Economie. La question de l’impact économique est aussi, et de plus en plus, un enjeu. Au-delà du patrimoine paysager de tout riverain, la préservation de l’attractivité touristique de notre territoire est vitale. Mais surtout, les assauts agrivoltaïques qui se préparent menacent toute la filière agricole, qu’il est déjà très difficile de maintenir. La loi sur l’accélération des EnR n’a pas encore précisé les modalités d’application en regard de l’agrivoltaïsme (les décrets), mais lors de notre assemblée générale de septembre dernier, la conclusion de chacune des parties présentes à notre table ronde (y compris la FNSEA PACA) était qu’en matière de PV au sol sur zone agricole 1) on devait attendre les résultats d’une expérimentation plus longue pour statuer et donc développer, et 2) pour aider l’agriculture il faudrait plutôt mettre en place des dispositifs spécifiques, de nature agricole – sinon les mesures d’accélération prévues, censées soulager les contraintes économiques de l’agriculture, risquent au contraire de la tuer.
Appui citoyen. La défense du bien commun peut nous amener à nous opposer à un projet par ailleurs soutenu par des citoyens locaux, mais nous prenons en compte leur position.
Envergure. Tous ces critères restent liés à l’envergure du projet. L’impact d’un hectare de panneaux est moins grand que celui de cent. Par exemple, le périmètre vital des espèces, entre un insecte rampant, un reptile et un oiseau, dépend de chacune. C’est un facteur de réalisme qui, selon le contexte, pourra faire basculer notre position dans un sens ou dans l’autre.
Notre arbre de décision se déroule comme suit :
- Dans le cas d’un projet de très faible envergure nous pourrons, le cas échéant, exprimer une désapprobation mais nous ne nous y opposerons pas activement. La notion de « faible envergure » n’est cependant pas quantifiable – elle dépend entièrement du contexte général et des impacts négatifs envisagés par ailleurs, qui doivent donc être aussi pris en compte.

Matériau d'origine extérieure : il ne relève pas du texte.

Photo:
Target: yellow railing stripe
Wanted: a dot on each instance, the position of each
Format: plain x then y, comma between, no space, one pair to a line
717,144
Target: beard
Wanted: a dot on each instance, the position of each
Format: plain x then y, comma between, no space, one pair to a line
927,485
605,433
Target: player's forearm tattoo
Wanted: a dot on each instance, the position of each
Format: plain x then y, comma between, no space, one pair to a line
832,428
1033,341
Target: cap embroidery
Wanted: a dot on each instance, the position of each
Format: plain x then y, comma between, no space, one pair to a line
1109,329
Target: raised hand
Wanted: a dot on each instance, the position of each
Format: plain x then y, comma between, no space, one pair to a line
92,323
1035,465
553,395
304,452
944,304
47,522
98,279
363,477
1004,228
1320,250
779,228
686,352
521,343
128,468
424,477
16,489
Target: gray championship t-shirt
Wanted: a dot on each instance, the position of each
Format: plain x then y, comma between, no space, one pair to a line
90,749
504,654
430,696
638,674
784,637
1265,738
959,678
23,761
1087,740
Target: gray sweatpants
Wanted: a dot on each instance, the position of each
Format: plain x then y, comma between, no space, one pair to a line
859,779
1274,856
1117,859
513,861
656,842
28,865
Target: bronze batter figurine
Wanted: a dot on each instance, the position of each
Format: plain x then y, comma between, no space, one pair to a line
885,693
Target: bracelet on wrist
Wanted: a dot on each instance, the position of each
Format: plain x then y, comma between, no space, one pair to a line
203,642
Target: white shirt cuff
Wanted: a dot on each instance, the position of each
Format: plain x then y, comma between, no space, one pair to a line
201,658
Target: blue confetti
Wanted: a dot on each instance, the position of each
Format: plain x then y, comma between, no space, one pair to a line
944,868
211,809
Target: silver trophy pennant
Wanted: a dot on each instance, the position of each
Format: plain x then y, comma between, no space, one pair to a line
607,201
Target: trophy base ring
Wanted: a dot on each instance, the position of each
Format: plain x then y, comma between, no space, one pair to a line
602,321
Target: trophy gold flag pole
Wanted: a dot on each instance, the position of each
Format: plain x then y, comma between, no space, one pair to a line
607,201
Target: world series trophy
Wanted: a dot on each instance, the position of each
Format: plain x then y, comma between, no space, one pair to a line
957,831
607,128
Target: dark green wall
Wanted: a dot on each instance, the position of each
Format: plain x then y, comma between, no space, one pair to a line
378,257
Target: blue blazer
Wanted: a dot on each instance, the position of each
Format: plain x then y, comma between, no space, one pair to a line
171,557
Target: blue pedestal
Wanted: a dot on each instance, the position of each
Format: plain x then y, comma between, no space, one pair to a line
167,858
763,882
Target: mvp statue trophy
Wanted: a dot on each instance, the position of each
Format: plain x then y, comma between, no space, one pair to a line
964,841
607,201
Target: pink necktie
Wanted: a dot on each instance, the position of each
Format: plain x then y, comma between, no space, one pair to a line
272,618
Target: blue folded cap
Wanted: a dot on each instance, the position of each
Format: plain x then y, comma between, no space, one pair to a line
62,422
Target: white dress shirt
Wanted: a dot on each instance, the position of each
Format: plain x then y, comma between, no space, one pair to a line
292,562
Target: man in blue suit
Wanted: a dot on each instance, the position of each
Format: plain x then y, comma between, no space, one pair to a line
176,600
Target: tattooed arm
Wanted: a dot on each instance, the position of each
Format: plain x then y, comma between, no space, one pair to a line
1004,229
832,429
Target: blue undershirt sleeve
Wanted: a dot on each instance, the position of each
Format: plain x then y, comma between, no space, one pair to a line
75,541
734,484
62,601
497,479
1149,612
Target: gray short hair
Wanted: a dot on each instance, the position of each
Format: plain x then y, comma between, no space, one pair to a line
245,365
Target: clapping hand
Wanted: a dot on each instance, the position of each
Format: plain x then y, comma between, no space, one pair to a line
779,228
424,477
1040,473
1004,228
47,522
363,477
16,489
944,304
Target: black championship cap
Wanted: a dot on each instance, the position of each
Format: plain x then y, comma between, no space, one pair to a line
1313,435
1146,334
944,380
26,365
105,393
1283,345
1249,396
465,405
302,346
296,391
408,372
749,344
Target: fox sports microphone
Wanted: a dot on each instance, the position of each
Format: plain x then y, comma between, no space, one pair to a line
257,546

- En cas de covisibilité réelle, de projet agrivoltaïque ou de défrichement avéré et de taille significative, nous nous opposerons toujours, sous réserve éventuelle d’un argumentaire citoyen qui pourrait modifier notre appréciation – nous demeurons à l’écoute.
- Les projets ayant satisfait ces premiers critères restent soumis à notre analyse des enjeux en termes de biodiversité.
Cela se résume au tableau suivant :
Envergure | Covisibilité ou agrivoltaïsme ou défrichement | Biodiversité | Position |
FAIBLE | – | – | ACCEPTATION |
SIGNIFICATIVE | OUI | OUI | OPPOSITION |
SIGNIFICATIVE | OUI | NON | OPPOSITION |
SIGNIFICATIVE | NON | OUI | OPPOSITION |
SIGNIFICATIVE | NON | NON | ACCEPTATION |
Le cas de la biodiversité
L’enjeu de la biodiversité est plus subjectif à évaluer. Lorsque le projet met en péril un bassin de biodiversité rare, comme le sont les zones humides dans notre département, il est facile à trancher. Par contre, quand le projet s’inscrit dans un écosystème typique et pas particulièrement menacé, la question est plus complexe. Nous l’abordons depuis deux angles.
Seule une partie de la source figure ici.